The airport is owned by the Greene County Regional Airport Authority.

== History ==
Efforts to build an airport in Greene County began as early as late November 1966, when an airport authority was created. The county purchased 38 acre for the facility in mid March 1967 and a state grant was approved in late April. A lawsuit was filed in early May by a local resident to prevent the construction of the airport. However, the case was dismissed 18 days later. On June 28th, contracts for general contracting and electrical work were awarded. This was followed two days later by the letting of a contract for runway construction. The day after that, the state authorized the plans. While airplanes were using the airport by mid April 1968, it was still not officially open as lights had not been installed. The airport and its 4,000 ft runway were dedicated on 6 October 1968. By early June 1969 a 12,000 sqft hangar and 2,400 sqft terminal had been built. The fixed base operator at the airport ended its contract in 1971 due to financial difficulties.

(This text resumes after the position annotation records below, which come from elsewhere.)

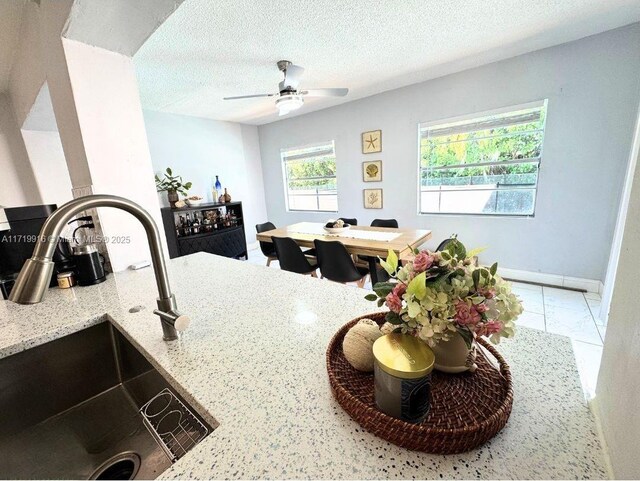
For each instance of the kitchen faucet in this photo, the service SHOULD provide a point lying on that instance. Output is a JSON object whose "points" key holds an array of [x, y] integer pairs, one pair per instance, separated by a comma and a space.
{"points": [[35, 275]]}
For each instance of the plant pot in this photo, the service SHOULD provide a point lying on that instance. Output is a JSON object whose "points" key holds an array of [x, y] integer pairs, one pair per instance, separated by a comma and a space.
{"points": [[172, 197], [453, 356]]}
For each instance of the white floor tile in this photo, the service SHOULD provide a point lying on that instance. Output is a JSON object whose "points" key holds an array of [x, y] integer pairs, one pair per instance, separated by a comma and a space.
{"points": [[532, 320], [576, 324], [588, 362], [594, 307], [592, 295], [564, 298], [531, 300], [524, 285], [602, 330]]}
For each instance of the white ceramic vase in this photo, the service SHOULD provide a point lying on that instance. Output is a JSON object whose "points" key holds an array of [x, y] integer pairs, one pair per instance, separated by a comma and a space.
{"points": [[454, 356]]}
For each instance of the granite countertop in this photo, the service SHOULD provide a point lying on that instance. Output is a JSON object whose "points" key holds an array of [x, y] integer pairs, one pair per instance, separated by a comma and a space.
{"points": [[253, 361]]}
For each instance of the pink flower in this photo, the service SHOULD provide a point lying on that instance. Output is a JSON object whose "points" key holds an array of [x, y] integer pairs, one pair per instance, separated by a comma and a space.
{"points": [[400, 289], [482, 308], [467, 314], [423, 261], [393, 302]]}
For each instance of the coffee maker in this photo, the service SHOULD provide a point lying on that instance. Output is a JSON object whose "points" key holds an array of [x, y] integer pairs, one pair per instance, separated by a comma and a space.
{"points": [[19, 231]]}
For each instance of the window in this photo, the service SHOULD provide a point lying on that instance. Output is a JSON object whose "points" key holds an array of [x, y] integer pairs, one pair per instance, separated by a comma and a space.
{"points": [[310, 178], [484, 165]]}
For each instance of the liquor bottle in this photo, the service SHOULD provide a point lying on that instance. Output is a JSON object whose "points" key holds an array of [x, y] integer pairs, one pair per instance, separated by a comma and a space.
{"points": [[214, 191], [195, 227], [187, 225]]}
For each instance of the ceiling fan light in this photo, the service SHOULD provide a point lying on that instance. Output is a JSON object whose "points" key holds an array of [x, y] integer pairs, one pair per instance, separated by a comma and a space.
{"points": [[289, 103]]}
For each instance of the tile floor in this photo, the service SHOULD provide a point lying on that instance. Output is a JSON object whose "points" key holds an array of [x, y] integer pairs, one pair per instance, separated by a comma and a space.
{"points": [[559, 311]]}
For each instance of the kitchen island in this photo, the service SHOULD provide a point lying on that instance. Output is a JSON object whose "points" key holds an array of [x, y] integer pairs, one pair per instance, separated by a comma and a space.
{"points": [[252, 362]]}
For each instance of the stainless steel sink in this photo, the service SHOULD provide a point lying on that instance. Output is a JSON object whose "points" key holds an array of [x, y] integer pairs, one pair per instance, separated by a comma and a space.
{"points": [[70, 409]]}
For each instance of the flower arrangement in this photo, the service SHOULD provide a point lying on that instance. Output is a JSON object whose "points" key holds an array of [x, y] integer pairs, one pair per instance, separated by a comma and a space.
{"points": [[440, 293]]}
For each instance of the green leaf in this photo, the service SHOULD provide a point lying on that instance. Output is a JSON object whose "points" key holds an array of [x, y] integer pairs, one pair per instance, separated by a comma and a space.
{"points": [[392, 260], [467, 336], [413, 308], [383, 288], [393, 318], [476, 278], [417, 287], [475, 252]]}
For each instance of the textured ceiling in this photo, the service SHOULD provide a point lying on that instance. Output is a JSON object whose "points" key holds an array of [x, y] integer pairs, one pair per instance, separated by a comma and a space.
{"points": [[10, 21], [207, 50]]}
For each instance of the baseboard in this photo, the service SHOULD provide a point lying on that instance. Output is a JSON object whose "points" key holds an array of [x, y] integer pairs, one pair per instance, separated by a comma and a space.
{"points": [[589, 285], [594, 406]]}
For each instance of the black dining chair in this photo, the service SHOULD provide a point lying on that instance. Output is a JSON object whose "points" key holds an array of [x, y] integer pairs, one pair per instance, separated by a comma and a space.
{"points": [[267, 248], [292, 258], [391, 223], [337, 265], [346, 220], [443, 244]]}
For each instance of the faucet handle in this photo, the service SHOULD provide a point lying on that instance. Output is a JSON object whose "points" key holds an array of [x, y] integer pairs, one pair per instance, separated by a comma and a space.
{"points": [[182, 322], [178, 321]]}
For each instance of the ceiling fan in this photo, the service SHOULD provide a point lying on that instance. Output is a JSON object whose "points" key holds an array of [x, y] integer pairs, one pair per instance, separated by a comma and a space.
{"points": [[289, 97]]}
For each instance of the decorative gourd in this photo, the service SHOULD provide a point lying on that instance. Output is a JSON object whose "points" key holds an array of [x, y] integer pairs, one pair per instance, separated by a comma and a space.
{"points": [[357, 344]]}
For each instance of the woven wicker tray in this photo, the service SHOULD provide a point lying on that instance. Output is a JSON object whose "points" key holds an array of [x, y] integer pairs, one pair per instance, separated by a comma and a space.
{"points": [[466, 410]]}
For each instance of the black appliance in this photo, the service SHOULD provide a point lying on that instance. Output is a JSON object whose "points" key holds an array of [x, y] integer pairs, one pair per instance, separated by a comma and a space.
{"points": [[89, 265], [17, 243]]}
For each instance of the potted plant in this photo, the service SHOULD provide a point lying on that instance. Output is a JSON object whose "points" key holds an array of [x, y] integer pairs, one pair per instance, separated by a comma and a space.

The airport was renamed Lewis A. Jackson – Greene County Regional Airport in 1994. It updated its master plan in 1997. Commander-Aero, a service center for Aero Commander aircraft, was located at the airport until later that year.

It underwent a significant expansion in 2005, adding runway and taxi length as well as service buildings and roads. The airport underwent significant improvements again in 2016, including runway resurfacing, a new run-up apron for runway 25, new 75,000 sq/ft ramp, and new corporate box hangars. A proposal to add a water line to connect to the airport was approved in September 2017. In 2018, the runway length was increased from 4,500 to 5,004 feet. In 2020, the Greene County Career Center opened their new A&P training facility/hangar on the airport. The airport received funding to renovate its terminal building in 2022. 60 acres of adjacent land were acquired for the airport in September 2024. Four acres of airport land were transferred to the local township in November 2025 to build a fire station.

== Educational uses ==
The Wright-Patterson Air Force Base has historically used the airport to train medical personnel. The airport also hosts the Air Camp, which teaches students about aviation technology through STEM-focused activities.

The main training provider at the airport partnered with Sinclair Community College to provide the college's aviation students with training. Programming started in January 2022 and will run through at least 2024.

== Facilities and aircraft ==

=== Facilities ===
Greene County–Lewis A. Jackson Regional Airport covers an area of 277 acre at an elevation of 949 feet (289 m) above mean sea level. It has one runway designated 7/25 with a 5,004 by 75 ft (1,525 x 23 m) asphalt pavement.

The airport has a fixed-base operator that sells fuel, both avgas and jet fuel, and offers services such as general maintenance, courtesy transportation, and more.

In 2022, the airport received a $400,000 grant to upgrade its terminal, including expanding the lobby, updating the pilots lounge, and renovating the HVAC system. The airport had several upgrades active throughout 2023, including expanding airport parking.

=== Aircraft ===
For the 12-month period ending September 9, 2021, the airport had 50,800 aircraft operations, an average of 139 per day, all of which were general aviation. At that time there were 85 aircraft based at this airport:
92% single-engine and 8% multi-engine airplanes.

== Accidents and incidents ==
The airport suffered seven crashes from 1998 to 2016.

- On October 19, 2014, a Cessna 172 Skyhawk operated by a local flying club crashed while flying touch-and-gos and the airport.
- On January 26, 2016, a small plane crashed in a wooded area while on approach to the airport.